AI in Writing
- Stevie Mack
- Apr 7
- 1 min read

ChatGPT seemed like an exciting, world-altering software. Where Google had fallen flat since its inception, ChatGPT steps up and fills in the blanks. Overnight, information is easier to access.
But do we want AI writing our novels? What happens to our society when AI is writing our ideals? What happens when writers are obsolete?

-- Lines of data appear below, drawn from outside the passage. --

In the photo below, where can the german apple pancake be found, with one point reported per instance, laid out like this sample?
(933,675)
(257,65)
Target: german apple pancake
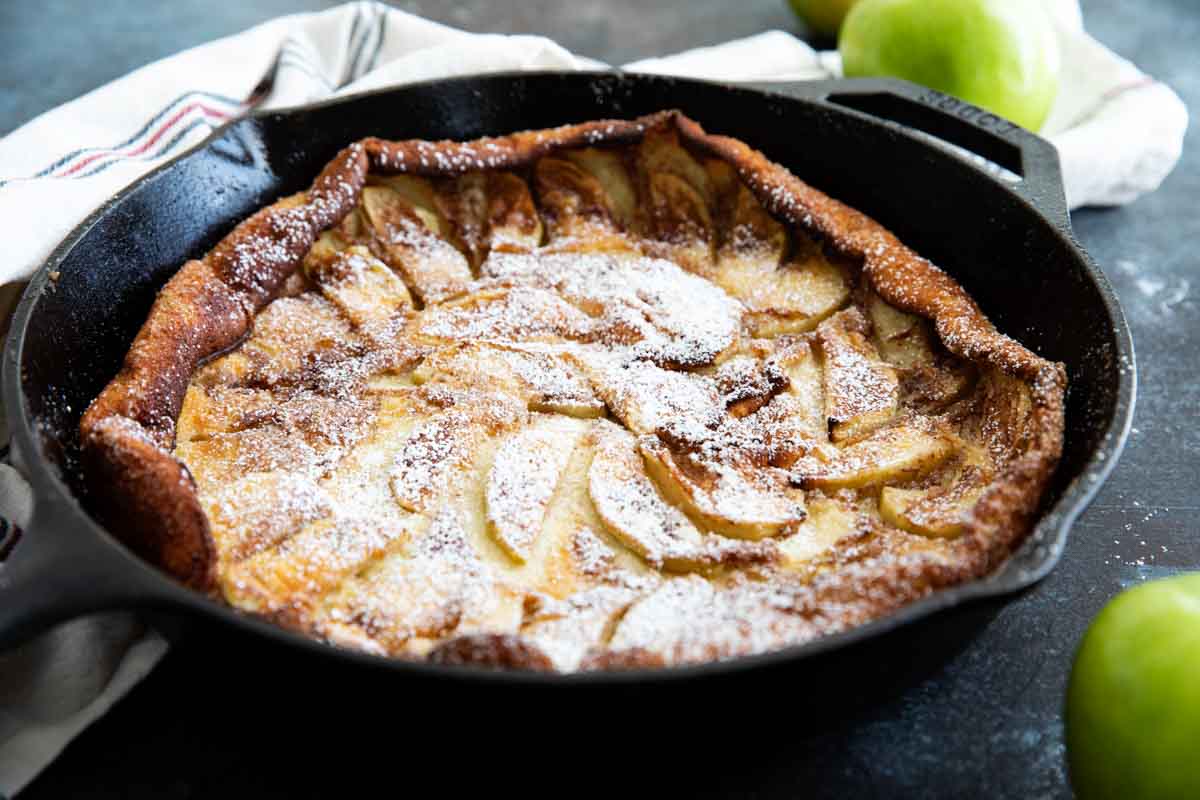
(613,395)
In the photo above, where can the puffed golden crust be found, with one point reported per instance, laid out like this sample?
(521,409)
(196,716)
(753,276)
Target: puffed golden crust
(209,306)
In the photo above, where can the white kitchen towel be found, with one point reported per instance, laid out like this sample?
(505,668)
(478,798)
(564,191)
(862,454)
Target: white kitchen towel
(1119,133)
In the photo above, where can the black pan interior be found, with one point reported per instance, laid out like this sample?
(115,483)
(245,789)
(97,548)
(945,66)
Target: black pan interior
(1020,265)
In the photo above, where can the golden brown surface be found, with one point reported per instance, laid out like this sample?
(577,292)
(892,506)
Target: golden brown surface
(621,394)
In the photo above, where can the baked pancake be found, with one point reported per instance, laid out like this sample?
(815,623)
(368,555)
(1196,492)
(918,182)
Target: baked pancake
(613,395)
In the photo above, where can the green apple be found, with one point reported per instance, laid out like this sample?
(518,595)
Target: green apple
(999,54)
(1133,704)
(822,16)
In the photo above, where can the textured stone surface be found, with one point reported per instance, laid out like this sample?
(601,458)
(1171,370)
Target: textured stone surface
(983,721)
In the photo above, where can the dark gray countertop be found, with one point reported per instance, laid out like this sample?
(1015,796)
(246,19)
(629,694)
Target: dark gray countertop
(988,721)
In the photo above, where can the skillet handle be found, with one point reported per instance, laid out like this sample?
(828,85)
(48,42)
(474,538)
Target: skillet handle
(49,572)
(1031,161)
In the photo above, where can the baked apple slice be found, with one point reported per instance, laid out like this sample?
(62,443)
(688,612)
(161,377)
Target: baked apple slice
(739,503)
(525,473)
(861,391)
(409,234)
(894,455)
(637,516)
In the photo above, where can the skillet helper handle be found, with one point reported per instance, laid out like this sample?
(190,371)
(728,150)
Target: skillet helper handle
(48,572)
(1032,161)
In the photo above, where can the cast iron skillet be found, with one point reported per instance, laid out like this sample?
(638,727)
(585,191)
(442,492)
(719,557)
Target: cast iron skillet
(1005,235)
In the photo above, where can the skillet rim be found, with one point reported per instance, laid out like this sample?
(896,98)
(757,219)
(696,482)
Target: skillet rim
(54,498)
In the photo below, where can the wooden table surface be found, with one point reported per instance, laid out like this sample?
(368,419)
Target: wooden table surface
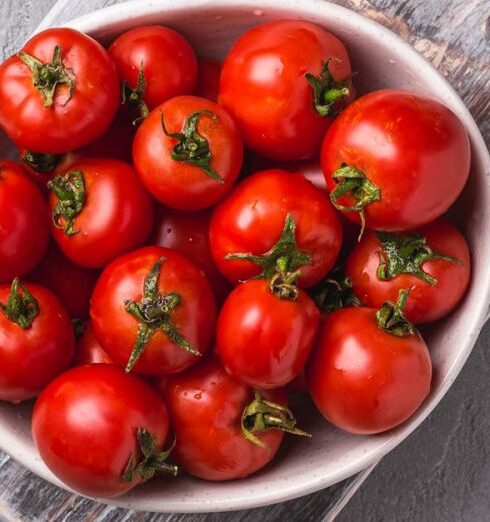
(442,472)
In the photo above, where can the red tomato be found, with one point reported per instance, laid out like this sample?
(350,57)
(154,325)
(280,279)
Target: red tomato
(252,340)
(24,228)
(91,426)
(395,158)
(254,217)
(364,379)
(154,310)
(265,85)
(74,106)
(99,210)
(188,153)
(434,262)
(36,340)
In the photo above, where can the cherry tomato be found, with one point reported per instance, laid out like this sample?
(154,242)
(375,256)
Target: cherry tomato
(252,340)
(58,93)
(153,310)
(36,340)
(434,262)
(270,215)
(99,210)
(100,430)
(395,159)
(282,82)
(24,227)
(188,153)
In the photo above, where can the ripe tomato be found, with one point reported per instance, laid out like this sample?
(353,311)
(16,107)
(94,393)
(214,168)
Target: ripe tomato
(36,340)
(24,228)
(221,431)
(252,340)
(368,371)
(154,63)
(58,93)
(153,310)
(100,430)
(434,262)
(395,159)
(282,82)
(99,210)
(270,215)
(188,153)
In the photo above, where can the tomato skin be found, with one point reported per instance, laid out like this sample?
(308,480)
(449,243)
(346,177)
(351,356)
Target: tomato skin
(181,185)
(168,60)
(31,358)
(124,224)
(363,379)
(66,125)
(388,133)
(205,406)
(264,88)
(85,424)
(252,218)
(252,342)
(425,303)
(116,329)
(24,228)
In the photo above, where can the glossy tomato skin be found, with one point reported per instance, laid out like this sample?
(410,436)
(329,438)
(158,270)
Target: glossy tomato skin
(411,146)
(363,379)
(182,185)
(168,61)
(252,340)
(68,123)
(24,227)
(85,427)
(116,329)
(251,220)
(205,406)
(425,303)
(30,358)
(117,215)
(264,88)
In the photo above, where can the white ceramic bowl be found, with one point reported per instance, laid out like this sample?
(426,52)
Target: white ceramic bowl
(382,60)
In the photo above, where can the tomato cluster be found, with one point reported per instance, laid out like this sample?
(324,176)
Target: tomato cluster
(161,296)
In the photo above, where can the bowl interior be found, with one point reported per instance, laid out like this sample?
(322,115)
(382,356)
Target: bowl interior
(381,60)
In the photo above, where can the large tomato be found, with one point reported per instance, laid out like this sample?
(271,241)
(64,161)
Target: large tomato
(282,82)
(396,160)
(58,93)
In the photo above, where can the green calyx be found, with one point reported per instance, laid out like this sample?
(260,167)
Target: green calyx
(46,77)
(70,191)
(405,254)
(154,311)
(261,415)
(330,95)
(193,148)
(152,459)
(21,307)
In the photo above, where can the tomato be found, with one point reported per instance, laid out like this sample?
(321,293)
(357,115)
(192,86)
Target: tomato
(153,310)
(252,340)
(396,160)
(434,262)
(36,340)
(188,153)
(24,228)
(58,93)
(100,430)
(368,374)
(282,82)
(274,214)
(213,442)
(99,210)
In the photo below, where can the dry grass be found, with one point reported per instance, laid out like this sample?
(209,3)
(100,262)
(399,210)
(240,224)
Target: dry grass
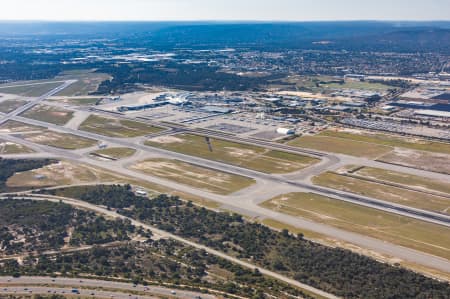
(49,114)
(194,176)
(116,153)
(247,156)
(341,146)
(116,127)
(402,196)
(404,231)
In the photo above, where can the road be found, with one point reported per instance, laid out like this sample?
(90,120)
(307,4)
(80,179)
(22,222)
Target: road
(267,186)
(246,201)
(100,289)
(164,234)
(402,210)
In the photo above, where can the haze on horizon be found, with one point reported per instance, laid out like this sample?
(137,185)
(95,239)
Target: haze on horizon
(226,10)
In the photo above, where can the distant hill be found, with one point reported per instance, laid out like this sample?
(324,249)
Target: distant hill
(355,35)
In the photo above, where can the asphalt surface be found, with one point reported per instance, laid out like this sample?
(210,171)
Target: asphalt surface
(267,186)
(402,210)
(90,287)
(36,101)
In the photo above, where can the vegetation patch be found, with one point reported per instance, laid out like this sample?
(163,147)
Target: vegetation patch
(248,156)
(36,226)
(10,167)
(195,176)
(405,231)
(117,127)
(314,264)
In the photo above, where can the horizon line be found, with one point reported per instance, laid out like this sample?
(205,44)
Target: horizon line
(218,21)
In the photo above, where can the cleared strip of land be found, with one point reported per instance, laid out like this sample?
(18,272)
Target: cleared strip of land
(398,195)
(247,156)
(404,179)
(49,114)
(8,106)
(195,176)
(115,153)
(33,89)
(404,231)
(366,144)
(393,141)
(117,127)
(11,148)
(341,146)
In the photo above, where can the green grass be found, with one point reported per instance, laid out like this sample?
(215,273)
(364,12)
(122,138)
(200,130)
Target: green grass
(60,140)
(34,90)
(116,127)
(341,146)
(116,153)
(194,176)
(384,192)
(404,231)
(247,156)
(49,114)
(392,141)
(405,179)
(8,106)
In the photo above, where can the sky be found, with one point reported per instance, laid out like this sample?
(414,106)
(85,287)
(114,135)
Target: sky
(263,10)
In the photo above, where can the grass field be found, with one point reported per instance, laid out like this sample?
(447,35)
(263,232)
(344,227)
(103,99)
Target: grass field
(11,148)
(88,82)
(8,106)
(77,101)
(388,193)
(404,231)
(341,146)
(392,141)
(28,89)
(59,140)
(404,179)
(12,126)
(195,176)
(116,153)
(324,84)
(116,127)
(430,161)
(49,114)
(248,156)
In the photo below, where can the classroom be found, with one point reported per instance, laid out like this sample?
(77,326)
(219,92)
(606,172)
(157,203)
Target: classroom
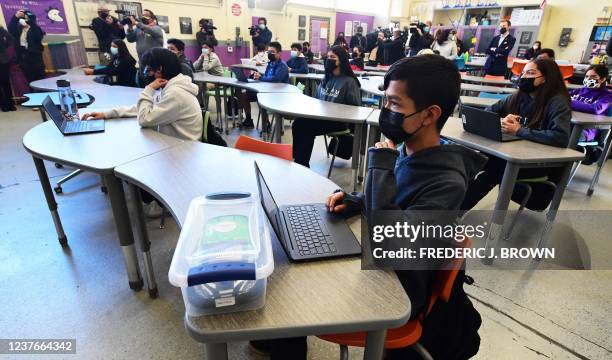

Why should anyone care?
For now, publishers and readers alike don’t want AI-generated content. “AI slop” has become a shorthand for writing devote of feeling, peppered with purple prose. There is no shortage of human-written work, yet people are still trying to make a profit by mass-producing work.
Those trying to cheat the readers are cheating themselves as well. The act of writing a novel is transformative. There is a reason 80% of people want to write: it is the best way to get to know yourselves intimately. As writers, what can we do to prove we are human?
1) Save your drafts: AI writers that are short-cutting the process as not spending months on revisions. Some are leaving AI prompts inside the text. Saving your drafts is essentially showing your work.
2) Document your writing journey: Some are going to writing life-stream in order to prove their writing. I would say that’s too far. Being on Instagram, sharing your life as a writer will show you doing the work.
3) Keeping handwritten notes: A notebook where to write your “to do” list, ideas for changing scenes, questions that are arising, shows your thought process.
With this type of documentation on hand, of whether your work is yours becomes clear.